Il a, par ailleurs, provoqué un grand malaise dans le corps médical, notamment chez les gynécologues et les obstétriciens, qui y a vu une menace sur l'exercice normal de leur métier.

Plus fondamentalement, il pose la question de la nature du foetus et de la façon dont la législation envisage ce dernier. Jusqu'à présent, à la suite d'un arrêt célèbre de la Cour de cassation, le foetus n'est pas reconnu comme une personne juridique. Or il a semblé, à juste titre, que l'amendement de M. Garraud tendait à remettre en cause ce point.

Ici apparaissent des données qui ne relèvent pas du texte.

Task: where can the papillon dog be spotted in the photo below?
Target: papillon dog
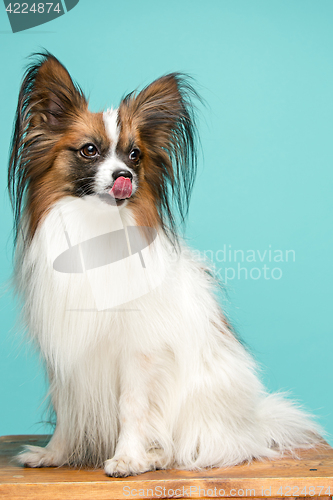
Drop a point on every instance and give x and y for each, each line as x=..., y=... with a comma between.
x=145, y=371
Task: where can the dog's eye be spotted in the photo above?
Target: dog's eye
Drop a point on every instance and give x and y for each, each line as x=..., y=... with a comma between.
x=134, y=154
x=89, y=151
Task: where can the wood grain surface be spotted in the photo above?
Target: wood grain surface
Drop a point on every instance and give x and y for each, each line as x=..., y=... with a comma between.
x=310, y=475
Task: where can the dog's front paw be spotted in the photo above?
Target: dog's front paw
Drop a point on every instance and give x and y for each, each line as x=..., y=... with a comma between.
x=36, y=456
x=123, y=466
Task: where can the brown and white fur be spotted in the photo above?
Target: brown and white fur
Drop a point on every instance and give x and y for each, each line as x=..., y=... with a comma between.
x=144, y=370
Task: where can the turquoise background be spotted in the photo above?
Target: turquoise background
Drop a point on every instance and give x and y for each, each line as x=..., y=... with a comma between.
x=265, y=69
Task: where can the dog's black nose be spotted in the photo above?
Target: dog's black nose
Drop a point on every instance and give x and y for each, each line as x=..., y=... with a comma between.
x=122, y=173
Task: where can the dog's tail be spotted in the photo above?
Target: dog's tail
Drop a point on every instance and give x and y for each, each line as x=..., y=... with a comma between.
x=287, y=427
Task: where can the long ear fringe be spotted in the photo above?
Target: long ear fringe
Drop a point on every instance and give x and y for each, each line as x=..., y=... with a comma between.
x=183, y=152
x=21, y=142
x=176, y=157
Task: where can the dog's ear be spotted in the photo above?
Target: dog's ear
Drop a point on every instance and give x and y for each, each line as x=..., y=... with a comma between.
x=48, y=102
x=48, y=95
x=161, y=108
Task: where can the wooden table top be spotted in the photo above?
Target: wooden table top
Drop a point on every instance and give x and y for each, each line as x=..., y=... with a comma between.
x=311, y=475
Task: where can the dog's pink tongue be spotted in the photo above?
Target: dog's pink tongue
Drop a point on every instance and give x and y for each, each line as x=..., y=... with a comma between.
x=122, y=188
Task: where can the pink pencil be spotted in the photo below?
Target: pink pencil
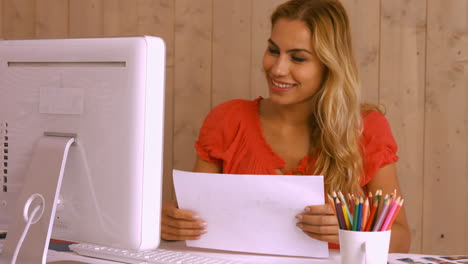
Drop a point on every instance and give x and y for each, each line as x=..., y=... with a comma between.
x=395, y=214
x=382, y=215
x=365, y=214
x=390, y=214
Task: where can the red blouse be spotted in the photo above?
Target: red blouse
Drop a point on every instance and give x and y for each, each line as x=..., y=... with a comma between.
x=231, y=136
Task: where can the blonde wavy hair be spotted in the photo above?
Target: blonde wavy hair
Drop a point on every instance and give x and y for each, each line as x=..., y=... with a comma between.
x=336, y=120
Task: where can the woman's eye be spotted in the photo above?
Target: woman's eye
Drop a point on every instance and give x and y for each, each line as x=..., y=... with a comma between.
x=298, y=59
x=273, y=51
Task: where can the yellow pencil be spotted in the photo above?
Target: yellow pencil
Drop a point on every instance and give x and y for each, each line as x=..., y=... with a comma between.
x=346, y=216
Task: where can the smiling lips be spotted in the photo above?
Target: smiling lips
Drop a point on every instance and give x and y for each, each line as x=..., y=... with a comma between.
x=281, y=87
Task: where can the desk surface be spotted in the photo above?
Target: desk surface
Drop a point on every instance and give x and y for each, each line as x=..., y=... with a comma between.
x=54, y=256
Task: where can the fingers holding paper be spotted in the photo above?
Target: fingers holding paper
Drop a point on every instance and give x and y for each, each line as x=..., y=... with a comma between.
x=179, y=224
x=319, y=222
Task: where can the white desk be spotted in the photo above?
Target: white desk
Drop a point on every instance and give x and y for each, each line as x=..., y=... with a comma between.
x=58, y=257
x=180, y=246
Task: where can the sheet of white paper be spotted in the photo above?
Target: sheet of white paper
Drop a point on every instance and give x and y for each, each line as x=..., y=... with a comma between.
x=252, y=213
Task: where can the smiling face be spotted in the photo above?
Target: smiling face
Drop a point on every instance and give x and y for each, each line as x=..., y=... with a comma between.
x=293, y=70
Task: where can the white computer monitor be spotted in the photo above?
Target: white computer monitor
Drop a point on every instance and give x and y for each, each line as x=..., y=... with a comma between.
x=107, y=94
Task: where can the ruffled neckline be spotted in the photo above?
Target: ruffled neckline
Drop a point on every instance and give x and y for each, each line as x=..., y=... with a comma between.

Pour toutes ces raisons, cet amendement a fortement mobilisé l'opinion publique. Je constate que la quasi-unanimité des membres du Sénat ont jugé le dispositif pour le moins dangereux et inopportun. M. le rapporteur l'a souligné à l'instant, mais, ce faisant, il a pris, me semble-t-il, tellement de précautions que je crains que, même si nous prenons ce soir la décision de supprimer l'article 16 sexies, nous aurons à reprendre le problème un peu plus tard, retrouvant alors les mêmes oppositions, presque philosophiques, de fond.

Quoi qu'il en soit, à chaque jour suffit sa peine. Avec la plus grande partie des membres du groupe auquel j'appartiens, je propose donc la suppression de cet article, en souhaitant vivement que le Sénat dans son ensemble adopte la même position.

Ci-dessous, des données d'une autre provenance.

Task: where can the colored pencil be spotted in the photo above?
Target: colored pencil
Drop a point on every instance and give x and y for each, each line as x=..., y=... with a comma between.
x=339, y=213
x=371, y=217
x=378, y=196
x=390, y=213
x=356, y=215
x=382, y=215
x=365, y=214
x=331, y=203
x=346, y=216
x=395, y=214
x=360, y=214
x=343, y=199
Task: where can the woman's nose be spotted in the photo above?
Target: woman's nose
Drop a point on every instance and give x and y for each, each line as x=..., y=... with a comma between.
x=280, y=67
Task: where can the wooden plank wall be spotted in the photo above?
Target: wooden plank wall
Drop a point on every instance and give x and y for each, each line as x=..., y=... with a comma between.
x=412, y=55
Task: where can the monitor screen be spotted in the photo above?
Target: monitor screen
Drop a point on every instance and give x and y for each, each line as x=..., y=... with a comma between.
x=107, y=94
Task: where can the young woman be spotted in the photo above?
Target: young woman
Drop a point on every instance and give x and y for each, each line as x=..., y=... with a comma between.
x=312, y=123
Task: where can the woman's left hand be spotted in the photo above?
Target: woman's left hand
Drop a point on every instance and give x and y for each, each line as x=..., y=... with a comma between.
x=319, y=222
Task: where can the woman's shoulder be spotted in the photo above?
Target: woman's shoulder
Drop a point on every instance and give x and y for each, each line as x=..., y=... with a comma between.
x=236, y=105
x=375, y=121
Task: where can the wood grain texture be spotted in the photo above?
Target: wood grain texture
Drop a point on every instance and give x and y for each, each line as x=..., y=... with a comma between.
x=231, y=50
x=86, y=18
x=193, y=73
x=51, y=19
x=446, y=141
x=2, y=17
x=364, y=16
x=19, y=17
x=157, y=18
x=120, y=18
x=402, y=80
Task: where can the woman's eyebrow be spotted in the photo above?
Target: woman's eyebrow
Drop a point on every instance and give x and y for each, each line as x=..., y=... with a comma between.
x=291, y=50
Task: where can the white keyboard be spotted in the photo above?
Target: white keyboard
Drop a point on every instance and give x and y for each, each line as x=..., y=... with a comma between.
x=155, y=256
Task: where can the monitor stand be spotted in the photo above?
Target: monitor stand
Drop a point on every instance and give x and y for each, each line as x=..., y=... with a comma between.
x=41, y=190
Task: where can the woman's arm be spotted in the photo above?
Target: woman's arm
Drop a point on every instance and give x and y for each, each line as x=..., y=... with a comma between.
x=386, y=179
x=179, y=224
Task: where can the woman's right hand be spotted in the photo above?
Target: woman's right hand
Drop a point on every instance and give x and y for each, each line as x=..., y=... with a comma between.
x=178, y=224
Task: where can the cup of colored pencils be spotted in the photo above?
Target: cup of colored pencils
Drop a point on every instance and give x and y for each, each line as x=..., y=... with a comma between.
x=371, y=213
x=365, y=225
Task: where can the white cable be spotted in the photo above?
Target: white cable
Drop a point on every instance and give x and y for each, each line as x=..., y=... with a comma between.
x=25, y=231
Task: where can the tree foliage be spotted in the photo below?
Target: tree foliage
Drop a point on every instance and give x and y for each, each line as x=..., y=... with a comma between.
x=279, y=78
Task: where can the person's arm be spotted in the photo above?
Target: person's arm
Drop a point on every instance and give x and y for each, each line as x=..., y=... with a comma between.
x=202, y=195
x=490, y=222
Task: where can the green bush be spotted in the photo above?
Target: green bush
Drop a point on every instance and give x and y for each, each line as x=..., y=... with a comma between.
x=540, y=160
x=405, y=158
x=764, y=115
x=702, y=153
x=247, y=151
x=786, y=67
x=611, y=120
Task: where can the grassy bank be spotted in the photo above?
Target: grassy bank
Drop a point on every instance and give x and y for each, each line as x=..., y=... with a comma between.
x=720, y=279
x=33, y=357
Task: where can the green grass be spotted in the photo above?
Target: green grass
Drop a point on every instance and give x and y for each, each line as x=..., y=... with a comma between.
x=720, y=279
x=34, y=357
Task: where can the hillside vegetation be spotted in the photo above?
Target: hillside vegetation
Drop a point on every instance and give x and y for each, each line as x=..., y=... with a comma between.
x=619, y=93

M. le président. La parole est à M. Michel Dreyfus-Schmidt, pour présenter l'amendement n° 184.

M. Michel Dreyfus-Schmidt. Je regrette que nous n'ayons pas abordé ce problème en plein jour.

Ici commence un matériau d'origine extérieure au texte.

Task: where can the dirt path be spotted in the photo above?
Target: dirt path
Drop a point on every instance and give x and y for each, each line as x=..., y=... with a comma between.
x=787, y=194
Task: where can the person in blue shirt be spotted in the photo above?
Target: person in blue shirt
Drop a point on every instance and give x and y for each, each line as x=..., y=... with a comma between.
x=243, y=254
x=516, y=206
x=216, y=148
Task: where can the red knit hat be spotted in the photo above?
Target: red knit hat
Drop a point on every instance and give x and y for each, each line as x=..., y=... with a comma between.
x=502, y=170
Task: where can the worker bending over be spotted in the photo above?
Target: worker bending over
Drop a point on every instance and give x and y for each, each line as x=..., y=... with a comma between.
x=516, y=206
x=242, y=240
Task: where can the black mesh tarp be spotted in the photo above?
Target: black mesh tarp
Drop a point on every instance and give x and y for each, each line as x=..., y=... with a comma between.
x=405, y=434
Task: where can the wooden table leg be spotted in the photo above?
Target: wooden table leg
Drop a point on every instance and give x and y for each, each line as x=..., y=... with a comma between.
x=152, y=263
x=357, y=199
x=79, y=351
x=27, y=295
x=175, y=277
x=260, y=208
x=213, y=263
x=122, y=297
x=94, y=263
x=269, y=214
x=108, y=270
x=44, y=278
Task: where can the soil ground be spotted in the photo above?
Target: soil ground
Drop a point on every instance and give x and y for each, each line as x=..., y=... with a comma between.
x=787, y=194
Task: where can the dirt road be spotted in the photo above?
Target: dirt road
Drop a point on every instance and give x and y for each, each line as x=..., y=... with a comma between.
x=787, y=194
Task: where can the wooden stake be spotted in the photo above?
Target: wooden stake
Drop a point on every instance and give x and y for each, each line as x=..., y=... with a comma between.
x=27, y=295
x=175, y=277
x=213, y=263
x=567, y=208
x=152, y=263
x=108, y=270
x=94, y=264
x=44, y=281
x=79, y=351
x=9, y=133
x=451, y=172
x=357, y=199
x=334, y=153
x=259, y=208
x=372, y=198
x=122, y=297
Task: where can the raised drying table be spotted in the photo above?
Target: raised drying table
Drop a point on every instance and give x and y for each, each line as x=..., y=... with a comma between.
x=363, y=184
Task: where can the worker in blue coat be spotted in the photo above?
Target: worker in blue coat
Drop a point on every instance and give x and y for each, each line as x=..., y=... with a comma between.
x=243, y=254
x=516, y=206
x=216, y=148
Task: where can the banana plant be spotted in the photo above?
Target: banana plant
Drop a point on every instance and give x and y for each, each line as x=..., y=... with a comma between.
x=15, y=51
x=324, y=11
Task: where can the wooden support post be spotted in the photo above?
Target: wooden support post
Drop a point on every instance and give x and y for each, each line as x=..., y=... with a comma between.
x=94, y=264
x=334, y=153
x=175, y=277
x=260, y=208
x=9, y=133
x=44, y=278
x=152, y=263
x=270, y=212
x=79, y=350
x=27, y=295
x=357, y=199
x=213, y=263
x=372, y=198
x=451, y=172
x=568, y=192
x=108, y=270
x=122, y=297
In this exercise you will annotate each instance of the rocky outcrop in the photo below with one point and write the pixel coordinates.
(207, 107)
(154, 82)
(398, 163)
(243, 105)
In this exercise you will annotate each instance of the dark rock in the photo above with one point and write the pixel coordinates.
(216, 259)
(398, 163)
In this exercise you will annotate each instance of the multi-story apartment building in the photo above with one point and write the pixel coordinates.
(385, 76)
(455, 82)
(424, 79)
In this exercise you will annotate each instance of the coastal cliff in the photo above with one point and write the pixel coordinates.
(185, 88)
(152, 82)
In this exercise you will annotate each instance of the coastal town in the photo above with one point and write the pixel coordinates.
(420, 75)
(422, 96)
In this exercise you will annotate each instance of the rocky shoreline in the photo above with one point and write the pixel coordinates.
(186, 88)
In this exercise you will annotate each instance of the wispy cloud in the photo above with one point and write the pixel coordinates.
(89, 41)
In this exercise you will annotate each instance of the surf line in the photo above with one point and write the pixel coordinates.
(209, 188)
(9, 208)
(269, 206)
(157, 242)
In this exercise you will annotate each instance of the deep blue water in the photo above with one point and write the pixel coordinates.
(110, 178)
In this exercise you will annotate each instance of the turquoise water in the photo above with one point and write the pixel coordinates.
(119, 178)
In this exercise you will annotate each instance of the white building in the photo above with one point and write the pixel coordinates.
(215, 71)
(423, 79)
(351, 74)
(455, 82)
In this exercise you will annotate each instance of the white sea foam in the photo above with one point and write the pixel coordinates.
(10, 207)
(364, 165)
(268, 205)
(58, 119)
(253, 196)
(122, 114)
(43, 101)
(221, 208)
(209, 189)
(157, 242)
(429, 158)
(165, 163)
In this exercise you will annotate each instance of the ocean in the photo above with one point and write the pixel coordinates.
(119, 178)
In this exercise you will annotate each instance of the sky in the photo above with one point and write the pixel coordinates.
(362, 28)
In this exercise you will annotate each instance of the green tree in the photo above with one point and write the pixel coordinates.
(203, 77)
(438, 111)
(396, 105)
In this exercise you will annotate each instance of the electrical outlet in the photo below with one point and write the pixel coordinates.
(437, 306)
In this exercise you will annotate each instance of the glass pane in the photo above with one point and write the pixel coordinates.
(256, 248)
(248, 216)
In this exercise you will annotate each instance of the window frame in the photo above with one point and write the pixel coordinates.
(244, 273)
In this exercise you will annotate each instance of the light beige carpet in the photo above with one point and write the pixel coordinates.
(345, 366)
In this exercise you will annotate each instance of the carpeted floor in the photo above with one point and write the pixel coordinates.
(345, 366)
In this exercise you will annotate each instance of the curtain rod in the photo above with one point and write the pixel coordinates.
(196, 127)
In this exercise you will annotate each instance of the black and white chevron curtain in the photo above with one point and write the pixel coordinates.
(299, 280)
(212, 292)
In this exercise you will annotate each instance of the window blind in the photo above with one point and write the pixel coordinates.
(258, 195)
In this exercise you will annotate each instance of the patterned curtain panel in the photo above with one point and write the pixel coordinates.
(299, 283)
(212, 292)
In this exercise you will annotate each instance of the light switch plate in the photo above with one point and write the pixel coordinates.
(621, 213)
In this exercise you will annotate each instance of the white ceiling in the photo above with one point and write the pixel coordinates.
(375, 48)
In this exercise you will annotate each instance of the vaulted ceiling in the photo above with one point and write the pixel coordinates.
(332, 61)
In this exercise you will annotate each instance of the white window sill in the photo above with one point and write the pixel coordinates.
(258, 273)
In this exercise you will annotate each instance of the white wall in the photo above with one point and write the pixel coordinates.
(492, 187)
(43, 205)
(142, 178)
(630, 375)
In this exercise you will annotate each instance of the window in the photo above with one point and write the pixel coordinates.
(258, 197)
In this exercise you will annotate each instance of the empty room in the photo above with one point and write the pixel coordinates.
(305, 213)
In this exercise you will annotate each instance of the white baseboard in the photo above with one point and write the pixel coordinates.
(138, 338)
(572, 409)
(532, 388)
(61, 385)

M. Jean-Jacques Hyest. Nous le faisons dans la plus grande clarté !

M. Michel Dreyfus-Schmidt. Platon est mon ami, mais la vérité l'est plus encore ! (Sourires.)

Dans la discussion générale, Mme Gautier nous a parlé de ce problème.

Et notre collègue Pierre Fauchon y a consacré l'intégralité de son intervention, nous incitant même à l'interrompre, ce que nous n'avons pas fait, espérant qu'à l'occasion de la discussion de cet article il serait là pour que nous lui répondions.

Moi-même, dès la discussion générale, j'ai évoqué le problème, rappelant que Mme Rassat en faisait beaucoup sur les ondes, et que nombre de mes interlocuteurs, y compris des magistrats, étaient persuadés que l'amendement était retiré. Comment pourrait-il l'être, puisqu'il constitue maintenant un article du texte qui nous est soumis ?

Il est vrai aussi que, immédiatement après l'adoption du texte par l'Assemblée nationale, M. le rapporteur de la commission des lois du Sénat a déclaré que, lui, en demanderait la suppression. Heureusement qu'il avait pris les devants, car M. le garde des sceaux déclarait, lui, sur les ondes, que M. Hollande se moquait du monde en prétendant que la disposition en cause posait la question de savoir si le foetus était un être vivant ou pas.

Finalement, après avoir approuvé à l'Assemblée nationale l'amendement Garraud, M. le garde des sceaux s'est prononcé en faveur de la suppression de cette disposition.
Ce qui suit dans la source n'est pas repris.